The Church of England has been captured by identitarian activists.

You can see this most clearly in the church’s determination to pay reparations for slavery. Last year, the General Synod – the church’s legislative body – announced that it would set aside £100million to investigate its historic links to slavery and provide reparations for the descendants of slaves. Yet apparently, this huge sum was not enough to appease the ever-growing identitarian faction within the church. This week, a report demanded that the offer be expanded to an eye-watering £1 billion.

Church leaders have agreed in principle to this new demand, though they will not release the money immediately from church coffers. Instead, they have agreed to raise the extra £900million from external sources, such as parish donations. Geetha Tharmaratnam, who is advising the church, has suggested that the shortfall could be made up by wealthy families who want to atone for their slave-trading ancestors.

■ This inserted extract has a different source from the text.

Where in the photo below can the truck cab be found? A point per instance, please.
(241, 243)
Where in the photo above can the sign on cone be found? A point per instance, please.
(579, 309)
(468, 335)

Astonishingly, this £1 billion reparations plan isn’t the sum total of the church’s spending on racial initiatives. Just as the reparations debate has been brewing, the C of E’s Birmingham diocese has embarked on a hiring spree to fill all the posts in its West Midlands Racial Justice Initiative. Roles it is hiring for include an ‘anti-racism practice officer’, who will ‘deconstruct whiteness’, and a development worker, who would help to ‘eliminate racism within church youth groups’. All posts have a salary of £36,000.

Beneath the benign-sounding talk about fighting racism, the jargon about ‘deconstructing whiteness’ makes it clear what the purpose of these roles really is – namely, to force lay members and clergy alike to get on board with the Church of England’s wholesale adoption of critical race theory (CRT).

The church has been preaching CRT dogma for some time now. Eager to jump on the Black Lives Matter bandwagon, in 2020 the General Synod commissioned a task force to investigate how to increase racial diversity and promote ‘anti-racist’ activism within the church. The resulting report, published in 2021, was titled From Lament to Action. It suggested various measures, such as introducing racial quotas for hiring both clergy and lay roles. If non-white candidates cannot be found for certain jobs, then the church’s recruiters must provide ‘valid, publishable reasons’ as to why.

Since then, the church has been busy embedding critical race theory in virtually all of the bodies it runs. Its Diocesan Board of Education has produced CRT-infused teaching materials and guidance for schools. Complete with images of BLM-style raised fists, this guidance encourages schools to teach kids about ‘white privilege’, amplify ‘black voices’ and celebrate ‘black history’.